IMAGINE you are a brand with a digital advertising campaign. One of your main goals is to reach a certain number of downloads and in-app activity. Mobile marketers like you spend millions on global campaigns, using Google, Facebook, Twitter and various other platforms to place trigger-inducing advertisements where you think consumers will see them. For many companies, it’s all about using data to predict where consumers are going and getting it right.
But what if the data is phoney, the sites where the clicks are going are fake, and in fact, the traffic tracked is non-existent and originating from a software program designed to generate forged data?
Fraud in advertising and marketing has evolved from individual scammers into an organised cybercrime that is harder to spot but easier to pull off.
Not surprisingly, it is in the high-traffic, high-value mobile space, where brands want to be, that fraudulent agencies are increasingly targeting.

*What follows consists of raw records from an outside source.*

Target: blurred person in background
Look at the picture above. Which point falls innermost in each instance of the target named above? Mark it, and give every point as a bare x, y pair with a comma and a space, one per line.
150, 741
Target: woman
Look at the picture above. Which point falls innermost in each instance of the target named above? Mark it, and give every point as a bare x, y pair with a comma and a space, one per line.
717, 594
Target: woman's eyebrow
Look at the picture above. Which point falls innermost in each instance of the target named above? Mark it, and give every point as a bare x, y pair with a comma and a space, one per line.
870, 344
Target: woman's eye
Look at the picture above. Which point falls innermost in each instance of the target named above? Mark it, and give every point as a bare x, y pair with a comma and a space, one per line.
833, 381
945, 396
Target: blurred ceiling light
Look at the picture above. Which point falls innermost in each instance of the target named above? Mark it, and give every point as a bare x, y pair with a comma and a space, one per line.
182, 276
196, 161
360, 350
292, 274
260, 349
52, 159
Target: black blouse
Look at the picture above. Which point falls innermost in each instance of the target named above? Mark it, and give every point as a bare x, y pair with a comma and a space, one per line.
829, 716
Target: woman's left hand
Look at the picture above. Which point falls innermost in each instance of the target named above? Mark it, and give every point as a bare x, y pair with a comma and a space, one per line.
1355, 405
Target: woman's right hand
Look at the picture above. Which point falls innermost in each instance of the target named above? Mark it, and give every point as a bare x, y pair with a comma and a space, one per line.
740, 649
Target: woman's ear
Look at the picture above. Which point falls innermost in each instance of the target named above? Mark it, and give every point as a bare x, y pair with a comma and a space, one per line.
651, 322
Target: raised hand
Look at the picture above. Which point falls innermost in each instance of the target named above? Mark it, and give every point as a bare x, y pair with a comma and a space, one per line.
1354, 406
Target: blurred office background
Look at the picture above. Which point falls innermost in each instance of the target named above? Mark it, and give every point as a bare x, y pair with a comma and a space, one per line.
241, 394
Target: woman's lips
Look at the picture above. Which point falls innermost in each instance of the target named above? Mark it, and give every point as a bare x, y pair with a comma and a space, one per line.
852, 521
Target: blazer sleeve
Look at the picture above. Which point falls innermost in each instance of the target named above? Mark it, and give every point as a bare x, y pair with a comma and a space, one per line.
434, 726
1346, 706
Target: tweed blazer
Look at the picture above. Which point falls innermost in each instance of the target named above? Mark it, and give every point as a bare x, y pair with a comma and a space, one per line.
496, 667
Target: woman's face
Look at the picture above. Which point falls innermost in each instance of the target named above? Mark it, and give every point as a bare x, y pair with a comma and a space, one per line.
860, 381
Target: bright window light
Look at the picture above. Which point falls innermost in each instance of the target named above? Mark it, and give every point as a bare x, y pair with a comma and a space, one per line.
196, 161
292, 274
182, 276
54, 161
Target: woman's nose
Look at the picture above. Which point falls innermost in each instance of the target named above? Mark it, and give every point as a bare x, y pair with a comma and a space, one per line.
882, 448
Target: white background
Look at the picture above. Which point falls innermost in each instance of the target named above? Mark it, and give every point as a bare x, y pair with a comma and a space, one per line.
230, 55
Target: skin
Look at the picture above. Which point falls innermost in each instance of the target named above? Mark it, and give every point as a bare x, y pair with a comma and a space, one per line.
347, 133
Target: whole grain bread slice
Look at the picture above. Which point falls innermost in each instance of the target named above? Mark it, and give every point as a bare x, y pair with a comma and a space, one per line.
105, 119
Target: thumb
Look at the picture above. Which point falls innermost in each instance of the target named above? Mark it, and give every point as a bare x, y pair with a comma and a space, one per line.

Businesses that rely on externally provided data to place online ads are foiled by tactics like malicious bots – which replicate the behaviour of a human – or device farms – which create fake devices that generate “user” activity on non-existent devices. These tactics directly impact marketing campaigns by draining advertising resources on fake users who pose zero value.
Mobile ad fraud also has far larger implications for companies, which use such information in their decision-making processes, budget allocations and audience targeting plans for future campaigns.